Package op

Class FeatureLoader

java.lang.Object
op.FeatureLoader

public class FeatureLoader extends Object
The FeatureLoader class is responsible for loading and validating genomic features.

This class provides methods to load features from a GFF3 annotation file into the storage system, validate the features against Sequence Ontology (SO) hierarchy rules, and adjust or impute features as necessary. It interacts with the Storage object to manage contigs, features, samples, and variant calls.

The FeatureLoader is initialized with a Storage object, a FeatureList containing parsed features, and a map of user-defined feature specifications. It ensures that the genomic data is processed and stored in a consistent and hierarchical manner.

  • Constructor Details

    • FeatureLoader

      public FeatureLoader(Storage storage, org.biojava.nbio.genome.parsers.gff.FeatureList featureList, Map<String,Map<String,String>> features)
      Constructs a new instance of the FeatureLoader class.

      This constructor initializes the FeatureLoader with the provided storage, feature list, and feature specifications.
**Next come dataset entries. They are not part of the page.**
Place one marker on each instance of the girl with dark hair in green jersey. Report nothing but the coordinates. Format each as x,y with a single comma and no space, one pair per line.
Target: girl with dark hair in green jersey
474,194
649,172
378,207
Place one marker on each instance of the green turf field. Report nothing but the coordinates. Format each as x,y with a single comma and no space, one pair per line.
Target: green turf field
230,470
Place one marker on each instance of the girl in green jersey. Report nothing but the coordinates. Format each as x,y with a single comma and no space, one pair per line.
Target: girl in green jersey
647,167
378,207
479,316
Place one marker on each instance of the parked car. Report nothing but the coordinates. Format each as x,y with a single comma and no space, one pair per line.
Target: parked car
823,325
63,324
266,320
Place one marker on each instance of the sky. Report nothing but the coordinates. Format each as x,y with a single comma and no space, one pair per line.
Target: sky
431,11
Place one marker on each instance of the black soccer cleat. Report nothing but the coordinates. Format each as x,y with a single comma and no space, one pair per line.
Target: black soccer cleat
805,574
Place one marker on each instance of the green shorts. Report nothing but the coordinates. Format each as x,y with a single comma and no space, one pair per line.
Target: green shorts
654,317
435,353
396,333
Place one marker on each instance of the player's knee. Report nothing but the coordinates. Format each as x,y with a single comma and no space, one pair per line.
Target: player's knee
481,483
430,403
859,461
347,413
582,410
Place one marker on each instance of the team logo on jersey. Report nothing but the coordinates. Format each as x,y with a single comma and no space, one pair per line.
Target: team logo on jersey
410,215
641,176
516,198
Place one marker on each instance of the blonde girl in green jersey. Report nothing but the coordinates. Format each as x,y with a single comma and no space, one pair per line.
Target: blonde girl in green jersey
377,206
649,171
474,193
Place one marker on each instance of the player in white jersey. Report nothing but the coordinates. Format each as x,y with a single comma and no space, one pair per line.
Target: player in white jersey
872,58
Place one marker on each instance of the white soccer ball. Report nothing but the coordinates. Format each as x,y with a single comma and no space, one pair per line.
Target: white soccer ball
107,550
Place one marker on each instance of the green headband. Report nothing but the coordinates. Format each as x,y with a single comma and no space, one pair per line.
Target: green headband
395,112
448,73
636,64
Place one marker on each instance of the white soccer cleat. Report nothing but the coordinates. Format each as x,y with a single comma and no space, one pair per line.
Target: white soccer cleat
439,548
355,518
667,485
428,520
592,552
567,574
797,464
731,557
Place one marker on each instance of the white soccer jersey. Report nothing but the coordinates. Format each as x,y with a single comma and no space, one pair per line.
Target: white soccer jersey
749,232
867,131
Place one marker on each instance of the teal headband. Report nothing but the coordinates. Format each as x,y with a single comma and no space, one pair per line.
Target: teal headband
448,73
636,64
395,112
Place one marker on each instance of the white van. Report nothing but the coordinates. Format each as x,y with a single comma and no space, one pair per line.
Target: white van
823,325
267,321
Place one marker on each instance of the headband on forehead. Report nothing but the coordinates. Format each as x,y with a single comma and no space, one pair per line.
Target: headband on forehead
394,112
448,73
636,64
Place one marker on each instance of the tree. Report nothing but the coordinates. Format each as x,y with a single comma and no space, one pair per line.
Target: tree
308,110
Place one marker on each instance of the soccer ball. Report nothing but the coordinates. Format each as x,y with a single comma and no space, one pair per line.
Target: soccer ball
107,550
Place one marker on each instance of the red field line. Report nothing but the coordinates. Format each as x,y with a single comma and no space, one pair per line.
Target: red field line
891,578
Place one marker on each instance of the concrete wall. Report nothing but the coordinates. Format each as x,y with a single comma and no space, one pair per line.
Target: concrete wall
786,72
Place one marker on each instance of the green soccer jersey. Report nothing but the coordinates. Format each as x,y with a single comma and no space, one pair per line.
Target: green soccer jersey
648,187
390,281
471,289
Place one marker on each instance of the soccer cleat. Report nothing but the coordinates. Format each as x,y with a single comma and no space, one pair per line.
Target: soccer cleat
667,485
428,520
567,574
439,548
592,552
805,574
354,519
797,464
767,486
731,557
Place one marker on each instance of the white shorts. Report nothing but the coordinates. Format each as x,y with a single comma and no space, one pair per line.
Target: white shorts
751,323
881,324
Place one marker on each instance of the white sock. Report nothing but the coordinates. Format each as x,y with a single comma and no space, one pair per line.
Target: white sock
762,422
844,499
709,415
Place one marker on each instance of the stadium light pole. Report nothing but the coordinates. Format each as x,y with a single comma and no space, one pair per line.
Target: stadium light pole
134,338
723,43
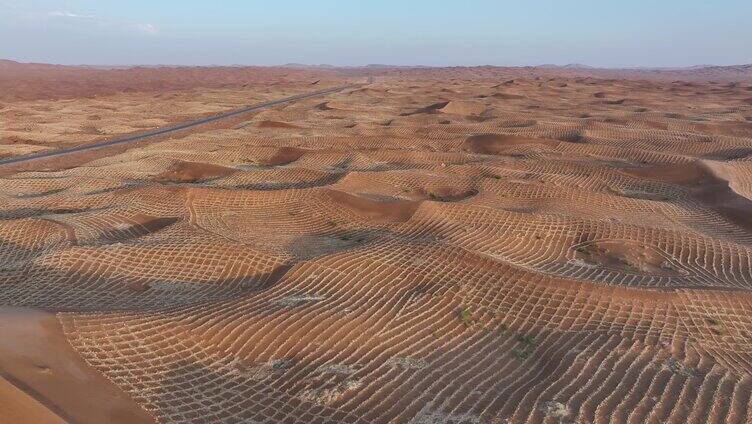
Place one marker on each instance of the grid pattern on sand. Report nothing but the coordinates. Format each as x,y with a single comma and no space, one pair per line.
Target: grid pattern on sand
467,251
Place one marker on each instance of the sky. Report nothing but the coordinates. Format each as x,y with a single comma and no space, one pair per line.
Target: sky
604,33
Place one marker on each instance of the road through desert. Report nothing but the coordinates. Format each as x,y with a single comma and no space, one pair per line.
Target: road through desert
442,245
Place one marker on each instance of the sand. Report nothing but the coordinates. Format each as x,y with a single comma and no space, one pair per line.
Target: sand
44,380
444,245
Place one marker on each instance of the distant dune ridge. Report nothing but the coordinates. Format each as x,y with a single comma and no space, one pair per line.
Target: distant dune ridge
29,81
470,245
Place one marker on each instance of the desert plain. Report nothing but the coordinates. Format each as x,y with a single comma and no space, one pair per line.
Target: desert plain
422,245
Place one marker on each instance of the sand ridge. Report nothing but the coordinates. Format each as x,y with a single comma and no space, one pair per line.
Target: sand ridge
476,248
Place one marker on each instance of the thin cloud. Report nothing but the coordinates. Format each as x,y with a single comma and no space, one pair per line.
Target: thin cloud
144,28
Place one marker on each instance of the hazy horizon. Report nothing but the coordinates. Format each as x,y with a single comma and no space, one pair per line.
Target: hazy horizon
640,34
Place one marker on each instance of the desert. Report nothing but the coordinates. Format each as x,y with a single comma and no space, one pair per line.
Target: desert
419,245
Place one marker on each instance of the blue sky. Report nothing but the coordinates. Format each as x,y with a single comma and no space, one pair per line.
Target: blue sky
607,33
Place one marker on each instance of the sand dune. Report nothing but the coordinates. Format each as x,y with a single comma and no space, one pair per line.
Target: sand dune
441,246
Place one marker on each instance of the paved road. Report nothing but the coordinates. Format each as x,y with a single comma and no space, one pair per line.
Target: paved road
175,128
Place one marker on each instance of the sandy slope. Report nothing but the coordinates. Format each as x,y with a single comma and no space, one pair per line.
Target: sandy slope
468,250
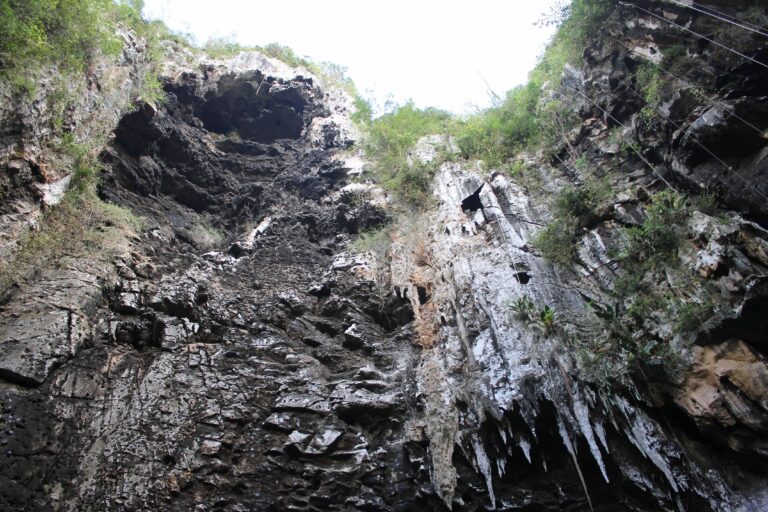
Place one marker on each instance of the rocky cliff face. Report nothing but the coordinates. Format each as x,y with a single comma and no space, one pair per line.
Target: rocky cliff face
237,356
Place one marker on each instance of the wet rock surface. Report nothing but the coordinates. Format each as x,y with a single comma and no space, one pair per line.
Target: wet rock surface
237,357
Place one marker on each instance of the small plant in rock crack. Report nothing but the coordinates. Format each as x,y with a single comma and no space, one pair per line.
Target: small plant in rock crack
546,320
523,308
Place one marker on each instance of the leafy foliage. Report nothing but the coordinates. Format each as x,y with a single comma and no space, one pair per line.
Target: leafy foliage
655,242
392,136
574,208
524,118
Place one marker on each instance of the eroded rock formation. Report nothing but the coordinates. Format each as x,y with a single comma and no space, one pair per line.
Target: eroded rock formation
237,356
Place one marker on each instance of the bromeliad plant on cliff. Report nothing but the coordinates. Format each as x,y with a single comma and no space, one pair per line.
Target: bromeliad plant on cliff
523,120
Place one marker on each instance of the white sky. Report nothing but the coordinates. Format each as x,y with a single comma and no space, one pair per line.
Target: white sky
437,53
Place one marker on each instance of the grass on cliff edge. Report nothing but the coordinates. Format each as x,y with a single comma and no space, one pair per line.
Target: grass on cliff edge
523,119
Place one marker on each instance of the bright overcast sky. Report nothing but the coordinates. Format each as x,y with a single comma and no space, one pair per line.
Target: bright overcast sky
438,53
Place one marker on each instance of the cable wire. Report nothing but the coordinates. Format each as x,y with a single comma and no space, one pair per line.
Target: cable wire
736,52
724,17
711,101
699,143
637,152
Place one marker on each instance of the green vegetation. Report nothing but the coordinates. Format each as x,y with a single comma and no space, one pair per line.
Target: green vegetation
63,33
654,243
523,119
574,209
392,136
650,85
543,319
81,226
330,73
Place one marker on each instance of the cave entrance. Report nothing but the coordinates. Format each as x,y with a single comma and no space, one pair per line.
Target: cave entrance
472,202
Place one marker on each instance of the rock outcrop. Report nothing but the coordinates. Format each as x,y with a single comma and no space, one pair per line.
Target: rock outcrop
236,355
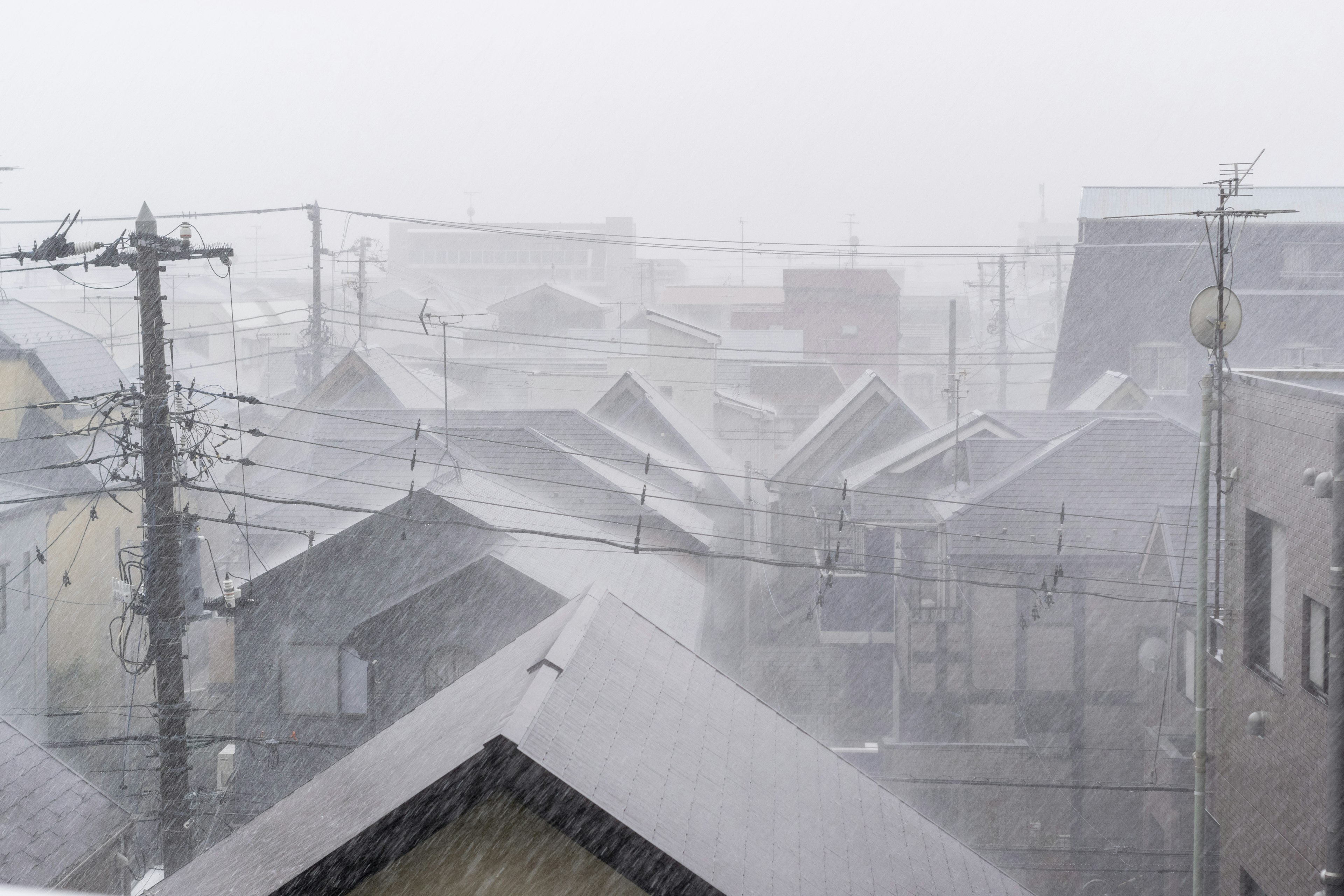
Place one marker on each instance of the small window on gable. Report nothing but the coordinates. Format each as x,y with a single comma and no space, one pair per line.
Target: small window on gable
322,680
1265,594
1160,369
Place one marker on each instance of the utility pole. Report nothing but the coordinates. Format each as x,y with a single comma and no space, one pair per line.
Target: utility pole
362,285
163,556
1206,412
316,330
1002,320
1059,282
952,359
163,531
1334,872
742,252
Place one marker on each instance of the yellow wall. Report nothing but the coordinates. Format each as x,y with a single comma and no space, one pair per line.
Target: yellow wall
499,848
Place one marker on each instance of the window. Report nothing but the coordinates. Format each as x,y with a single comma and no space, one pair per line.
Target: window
1316,643
1265,594
845,548
354,684
1159,367
1314,260
322,680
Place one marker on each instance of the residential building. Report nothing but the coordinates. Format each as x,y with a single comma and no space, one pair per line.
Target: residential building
1135,279
595,754
1269,649
979,620
59,831
498,261
848,317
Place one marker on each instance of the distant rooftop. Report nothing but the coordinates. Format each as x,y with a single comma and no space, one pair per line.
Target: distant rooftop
1312,203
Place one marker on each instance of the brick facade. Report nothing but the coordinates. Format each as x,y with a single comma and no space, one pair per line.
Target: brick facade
1268,793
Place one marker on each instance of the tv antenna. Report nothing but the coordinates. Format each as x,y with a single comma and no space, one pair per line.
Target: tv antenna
1216,320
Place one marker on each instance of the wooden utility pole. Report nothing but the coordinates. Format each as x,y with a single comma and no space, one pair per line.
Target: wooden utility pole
1002,320
952,359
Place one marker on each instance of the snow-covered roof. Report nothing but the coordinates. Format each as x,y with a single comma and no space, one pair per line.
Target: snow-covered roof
924,447
832,418
625,719
682,327
1113,391
714,458
77,362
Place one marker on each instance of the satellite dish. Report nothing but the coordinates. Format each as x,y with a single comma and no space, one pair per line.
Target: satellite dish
1203,316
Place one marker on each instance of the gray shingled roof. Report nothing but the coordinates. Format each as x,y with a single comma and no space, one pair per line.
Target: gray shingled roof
1120,469
656,738
77,362
53,817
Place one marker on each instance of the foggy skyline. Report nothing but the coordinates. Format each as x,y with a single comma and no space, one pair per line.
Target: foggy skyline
931,125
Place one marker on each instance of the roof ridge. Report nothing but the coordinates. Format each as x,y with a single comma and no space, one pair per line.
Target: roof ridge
550,668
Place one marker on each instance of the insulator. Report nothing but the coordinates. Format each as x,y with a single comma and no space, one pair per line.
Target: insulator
230,588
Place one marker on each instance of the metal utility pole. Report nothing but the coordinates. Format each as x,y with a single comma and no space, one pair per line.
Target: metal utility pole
316,330
1002,319
362,285
163,530
1334,872
952,359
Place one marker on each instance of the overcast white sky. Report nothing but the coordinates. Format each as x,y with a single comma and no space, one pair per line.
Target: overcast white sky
932,123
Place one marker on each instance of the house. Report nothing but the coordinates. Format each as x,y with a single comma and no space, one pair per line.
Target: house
371,377
343,639
595,754
546,311
683,365
59,831
1134,281
924,630
848,316
1269,636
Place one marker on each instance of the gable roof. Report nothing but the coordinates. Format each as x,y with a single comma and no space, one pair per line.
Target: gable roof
1113,391
547,290
924,447
662,319
647,733
75,359
54,819
698,442
867,389
373,367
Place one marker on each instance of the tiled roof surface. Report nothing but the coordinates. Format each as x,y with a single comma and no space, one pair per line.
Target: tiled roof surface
1048,425
80,365
412,389
729,788
53,817
392,768
651,734
1116,472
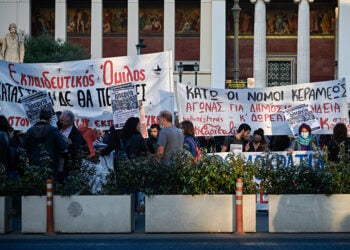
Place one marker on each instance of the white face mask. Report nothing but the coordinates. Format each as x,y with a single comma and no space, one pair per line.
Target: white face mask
304,135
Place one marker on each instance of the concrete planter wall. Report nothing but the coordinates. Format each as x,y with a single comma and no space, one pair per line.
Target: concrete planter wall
5,206
94,214
33,214
200,213
309,213
80,214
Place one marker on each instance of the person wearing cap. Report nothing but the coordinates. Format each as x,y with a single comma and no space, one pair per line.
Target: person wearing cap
240,139
304,141
44,137
258,144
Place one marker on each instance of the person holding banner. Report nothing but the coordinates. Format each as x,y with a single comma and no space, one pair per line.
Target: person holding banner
171,139
304,141
258,144
132,141
76,142
44,137
4,142
340,139
191,143
240,139
152,140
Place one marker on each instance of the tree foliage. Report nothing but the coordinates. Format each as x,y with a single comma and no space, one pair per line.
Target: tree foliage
45,49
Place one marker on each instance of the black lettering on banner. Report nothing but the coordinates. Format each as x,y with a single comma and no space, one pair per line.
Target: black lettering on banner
266,96
142,86
64,99
201,93
84,100
232,95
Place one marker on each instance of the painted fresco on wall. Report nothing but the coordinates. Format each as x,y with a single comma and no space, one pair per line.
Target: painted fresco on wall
187,20
115,20
151,20
79,20
43,21
322,22
284,23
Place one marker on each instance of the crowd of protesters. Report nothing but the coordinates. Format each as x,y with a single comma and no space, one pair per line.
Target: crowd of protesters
64,142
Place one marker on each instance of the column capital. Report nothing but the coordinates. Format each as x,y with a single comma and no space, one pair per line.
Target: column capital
299,1
254,1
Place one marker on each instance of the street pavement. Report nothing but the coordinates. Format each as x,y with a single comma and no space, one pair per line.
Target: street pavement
141,240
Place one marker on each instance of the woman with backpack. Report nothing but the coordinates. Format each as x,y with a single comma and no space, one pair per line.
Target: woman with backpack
131,139
340,139
191,143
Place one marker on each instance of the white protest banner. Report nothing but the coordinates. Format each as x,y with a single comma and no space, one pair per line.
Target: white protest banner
216,112
143,124
301,114
124,103
82,86
34,103
281,158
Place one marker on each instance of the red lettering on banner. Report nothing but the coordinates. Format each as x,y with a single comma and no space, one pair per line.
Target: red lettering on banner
210,129
117,77
103,123
11,71
18,121
204,107
324,122
151,119
83,123
325,108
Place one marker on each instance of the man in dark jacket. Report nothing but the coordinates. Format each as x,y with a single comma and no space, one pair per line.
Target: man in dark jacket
44,136
76,141
4,141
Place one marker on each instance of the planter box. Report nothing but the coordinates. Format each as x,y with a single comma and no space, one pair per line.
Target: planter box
200,213
5,206
80,214
309,213
94,214
33,214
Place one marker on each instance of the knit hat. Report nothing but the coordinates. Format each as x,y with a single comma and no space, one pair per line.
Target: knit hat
259,131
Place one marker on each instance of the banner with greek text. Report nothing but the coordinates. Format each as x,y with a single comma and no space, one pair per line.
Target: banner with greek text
82,87
216,112
278,158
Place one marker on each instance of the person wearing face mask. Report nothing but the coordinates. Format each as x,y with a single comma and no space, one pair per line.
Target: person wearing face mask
170,139
258,144
304,141
240,138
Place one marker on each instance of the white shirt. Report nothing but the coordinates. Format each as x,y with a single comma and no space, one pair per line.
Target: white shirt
67,131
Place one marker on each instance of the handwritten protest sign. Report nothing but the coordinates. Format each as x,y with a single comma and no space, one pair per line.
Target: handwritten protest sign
301,114
34,103
82,86
124,103
281,158
217,112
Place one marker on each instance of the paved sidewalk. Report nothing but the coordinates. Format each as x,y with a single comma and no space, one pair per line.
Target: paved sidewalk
141,240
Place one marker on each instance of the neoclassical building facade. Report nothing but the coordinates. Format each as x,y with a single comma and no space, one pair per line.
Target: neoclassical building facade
280,42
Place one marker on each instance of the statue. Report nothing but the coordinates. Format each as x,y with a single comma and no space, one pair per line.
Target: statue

The FeatureLoader is responsible for loading and validating genomic features based on the given data.

      Parameters:
      storage - The Storage object used to manage genomic data, including contigs, features, samples, and variant calls.
      featureList - The FeatureList containing features parsed from the GFF3 annotation file.
      features - A map of feature specifications provided by the user, where each key is a feature identifier and the value is a map of attributes defining the feature's properties and matching criteria.
  • Method Details

    • loadFeatures

      public void loadFeatures() throws MusialException
      Loads features into the storage based on the provided annotations and specifications.

      This method validates the input conditions to ensure that the reference sequence and annotations are properly specified. It processes the features specified in the CLI or loads all annotated features from the provided GFF3 file.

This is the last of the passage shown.